There are a lot of women out there who deserve to be celebrated this weekend. So The Early Show's Dave Price headed to the Minadeo Elementary School in Pittsburgh, Pa., to ask the pupils there to tell him about the woman who means the most to them.

"How much do you love your mom?" Price asks Max, a red-headed boy. "Uh, this much?" he answers extending his hands shoulder wide.

"Only that much?" Surprised, Alexa, a girl sitting next to him, adds, "I love my mom a whole lot more than that."

To get a better idea of Max's love for his mom, Price asks him again how much he loves ice cream. And with a big smile, Max extends his arms fully and says, "Mmmm.…THIS much" -to the laughter of all the students around him.

Price gives him another chance, asking him how much more than vanilla ice cream he loves his mom. "Medium more," Max says and laughs.

So how much does Alexa love her mom? "More than every speck of sand on every beach. That's how much," Alexa says with poise.

Price's advice for Max? Spend more time with Alexa.

"No way, uh uh, no how," the two say in unison.
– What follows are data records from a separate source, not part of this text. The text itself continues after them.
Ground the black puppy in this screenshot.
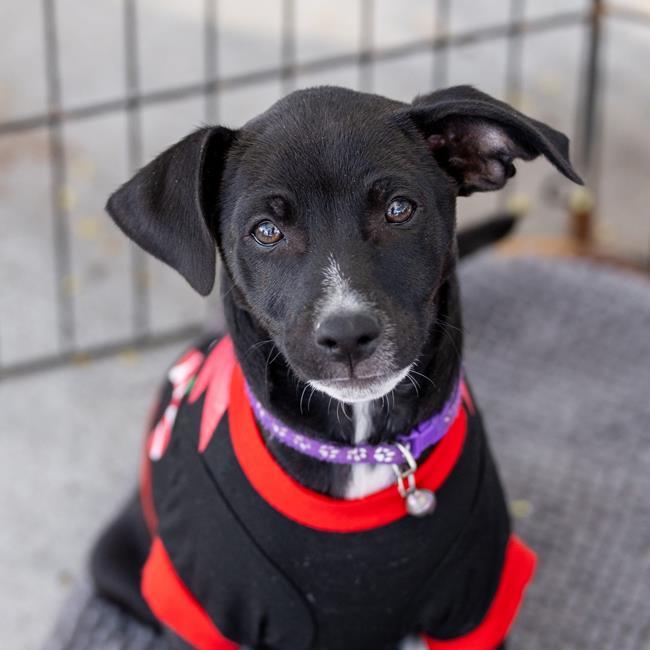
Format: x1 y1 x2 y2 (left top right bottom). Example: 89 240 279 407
93 86 581 650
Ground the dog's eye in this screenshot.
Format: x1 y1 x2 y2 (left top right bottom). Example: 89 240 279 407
251 220 284 246
385 198 415 224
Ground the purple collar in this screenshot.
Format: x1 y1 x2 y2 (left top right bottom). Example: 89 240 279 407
245 381 461 466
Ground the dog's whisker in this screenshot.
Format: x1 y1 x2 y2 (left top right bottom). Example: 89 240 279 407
269 348 283 366
219 283 238 301
264 344 276 369
263 344 279 396
387 388 396 411
435 316 463 335
431 316 463 362
409 369 435 388
409 372 421 390
307 386 316 412
243 338 274 360
406 372 420 396
299 384 309 415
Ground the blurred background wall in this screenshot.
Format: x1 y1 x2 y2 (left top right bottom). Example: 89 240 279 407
2 0 649 378
1 1 649 648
Max even turns his back on Alexa.

Well, Price says, "Some day you could be spending Mother's and Father's day together!" But his comment is not well taken, kids around them start yelling, "No!"

Price asks another boy why his mom is the best in the world. "Because to me, she's the only mom in the world," he replies.

That means she is the best mom because she's the boy's only mom? "Yeah," the boy assures Price, there is no other option.

So why do we have a Mother's Day?

Price poses that question to a girl, and, very seriously, she replies, "So the greeting card industries will make more money."

He clarifies her answer, "You're saying Mother's Day is like a scam for the greeting card industry?"

She nods emphatically and says, "Basically."

Price moves on with his questions, this time drawing a stick figure on the blackboard that he says represents one girl's mom.

He asks, "How is your mom different from this drawing?"

Simply, the girl answers, "Well my mom has hair and eyes and she's not a stick."

The following questions relate to presents:

Taking advantage of the blackboard, Price asks the girl for advice as to how much money a mom should get as a gift.

So she takes the chalk and starts calculating, "She's been your mom, and you love her and care about her and she's been with you since the day you were born…Let's give her $200."

Feigning surprise, Price says, "$200?"

"Yeah," she says but wanting to accommodate Price, she adds, "Ok, we'll take it down to $100."

"Why $100?" Price says. "Do you want higher?" she asks, "No I was thinking lower," he says.

Frustrated, she answers, "OK. Well, if you want to be a real cheapskate you can give her a dollar."

What do you think moms like? He asks another girl, "House appliances," she says, "like a sturdy teapot."

Another girl's mom would like a different gift. On Mother's Day, she says her mom would like to "go buy some Coach purses."

He asks then a boy what he would get his mom. "I'd get her fake flowers," he says, "Yeah, to improvise. They don't die on you."

So is there anything Mom could work on for next Mother's Day to be a better mom?

"Umm, yeah," a boy says, "Making better hamburgers" to a sympathizing Price.

His next question is for an older kid: "If you're a mom and you're looking for a good Mother's Day gift, what should you not do during the year?"

The boy gives it a thought and answers, "Don't sing in front of your kid's friends. And don't pinch their cheeks in front of their friends."

So what have we learned today?

Max answers, "That I love my mom more than vanilla ice cream!" And laughs hysterically.

And in one voice all the kids scream together, "I love you, Mom. Happy Mother's Day!"